A monster slammed into Cadrin’s back and sprawled him out on the sand. Two of the tentacled monsters stormed in for the kill.
Cadrin was a dick. But I wouldn’t place myself well in Horix’s good graces if I let him die. I made a fist and called forth the power of wood. I used the image of spears to fashion objects in my mind before Vigor flowed effortlessly through my body and out through my feet. A wall of spiked Plank Pillars shot out of the ground and skewered a single starsquid. The other monsters reeled back and avoided my wooden spears.
I charged to meet them, and one twisted around to face me and thrashed its barbed tentacles. The Sundered Heart sang as I hacked off the flailing limbs and called up an Ash Cloud around the beast. I flung the gray miasma into the faces of the two closest starsquids and ducked under another spiked row of suckers. My targets made wretched rasping noises as they struggled to breathe. I’d broken their focus for just a moment and blinded them. I stepped forward and claimed the head of the nearest one. Cadrin attempted to cut down a monster, but it threw him to the ground. I slashed across its armored torso and delivered a Stinging Palm into the gap in its armor.
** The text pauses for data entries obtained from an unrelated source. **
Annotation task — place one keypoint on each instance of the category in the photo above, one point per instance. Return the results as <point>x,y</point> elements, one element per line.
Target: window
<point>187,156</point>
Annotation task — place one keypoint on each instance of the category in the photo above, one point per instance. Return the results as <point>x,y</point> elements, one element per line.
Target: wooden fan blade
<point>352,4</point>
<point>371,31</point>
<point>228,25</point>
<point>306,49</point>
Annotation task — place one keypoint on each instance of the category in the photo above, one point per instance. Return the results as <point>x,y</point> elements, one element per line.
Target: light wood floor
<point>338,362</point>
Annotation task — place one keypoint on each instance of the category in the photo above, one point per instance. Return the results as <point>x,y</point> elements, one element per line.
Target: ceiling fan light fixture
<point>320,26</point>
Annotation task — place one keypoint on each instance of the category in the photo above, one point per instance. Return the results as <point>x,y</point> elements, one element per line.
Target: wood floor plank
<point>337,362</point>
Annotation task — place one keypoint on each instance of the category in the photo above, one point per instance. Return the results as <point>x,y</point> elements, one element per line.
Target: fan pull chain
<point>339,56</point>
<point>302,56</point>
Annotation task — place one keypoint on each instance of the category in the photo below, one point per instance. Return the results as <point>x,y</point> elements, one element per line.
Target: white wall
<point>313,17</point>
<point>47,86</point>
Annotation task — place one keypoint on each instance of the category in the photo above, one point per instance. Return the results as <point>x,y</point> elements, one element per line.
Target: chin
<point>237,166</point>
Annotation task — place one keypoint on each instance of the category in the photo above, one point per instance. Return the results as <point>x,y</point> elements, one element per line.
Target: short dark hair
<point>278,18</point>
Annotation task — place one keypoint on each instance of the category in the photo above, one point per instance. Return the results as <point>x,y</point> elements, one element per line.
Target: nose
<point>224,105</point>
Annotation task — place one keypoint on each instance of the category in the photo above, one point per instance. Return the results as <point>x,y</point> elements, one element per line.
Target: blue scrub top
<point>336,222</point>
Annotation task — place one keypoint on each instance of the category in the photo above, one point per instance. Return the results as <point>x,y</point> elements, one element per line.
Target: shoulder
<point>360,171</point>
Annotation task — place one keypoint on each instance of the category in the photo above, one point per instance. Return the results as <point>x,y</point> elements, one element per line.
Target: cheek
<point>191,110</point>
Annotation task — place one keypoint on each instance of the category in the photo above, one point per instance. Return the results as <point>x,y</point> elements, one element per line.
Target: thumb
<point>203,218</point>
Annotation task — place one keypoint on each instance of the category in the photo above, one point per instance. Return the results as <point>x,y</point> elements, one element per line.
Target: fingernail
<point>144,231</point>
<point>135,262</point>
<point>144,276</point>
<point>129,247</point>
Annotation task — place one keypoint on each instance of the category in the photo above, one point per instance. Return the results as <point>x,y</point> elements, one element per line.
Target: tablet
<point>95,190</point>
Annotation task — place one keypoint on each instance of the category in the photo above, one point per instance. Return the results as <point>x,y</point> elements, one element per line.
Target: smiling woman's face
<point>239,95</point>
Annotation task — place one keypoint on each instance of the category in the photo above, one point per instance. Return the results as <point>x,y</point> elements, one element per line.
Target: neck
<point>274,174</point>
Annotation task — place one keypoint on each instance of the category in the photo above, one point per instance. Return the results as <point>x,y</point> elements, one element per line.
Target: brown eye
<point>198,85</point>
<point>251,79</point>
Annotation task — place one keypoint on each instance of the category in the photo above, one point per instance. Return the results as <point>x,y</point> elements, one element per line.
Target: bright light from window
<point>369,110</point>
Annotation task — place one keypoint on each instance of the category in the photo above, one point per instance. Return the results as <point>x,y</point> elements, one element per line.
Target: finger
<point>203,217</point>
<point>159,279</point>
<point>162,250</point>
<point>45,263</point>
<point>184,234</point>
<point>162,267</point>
I didn’t know exactly how fire would fare against these monsters when it had been almost completely ineffective against the lampreys, but now was the time to try. I drew Vigor from within myself and produced a one-handed Untamed Torch. The tiny fireball hissed as it shot toward a smaller starsquid and melted a hole in its armor. I drove my sword deep into its rubbery flesh, and it collapsed onto Cardin as he caught his breath.
I found it really hard to care about that.
“Such repugnant flesh,” Nydarth laughed within my mind. “And yet it will all fall before our might.”
Cadrin pushed the starsquid’s body off himself and rose to his feet.
“An Augmenter of multiple elements,” he said. “I’m almost impressed.”
“There’s blood all over your tunic, pretty-boy,” I retorted.
Cadrin went white and looked down at his ruined clothes.
Then, my makeshift wall of Plank Pillars crashed down, and a pack of fresh starsquids closed in aound us.
I used swift, light strikes to fend off as many of the tentacles as I could. But they were everywhere, and I started to take hits. Blood welled from gashes along my arms and down my side.
Something cool and damp brushed against my skin, and my ears filled with the sound of song. Kumi had sent her supply of healing water to me once more, not to strengthen my channels but to heal my wounds. Pain faded and flesh closed as the water washed across it. It left me restored and ready to continue fighting in earnest.
The numbers of starsquids seemed to increase by 20, and more continued to join them from out of the ocean’s tide. Cadrin had been right about the monsters being frenzied, but he’d never said they’d come in unceasing waves.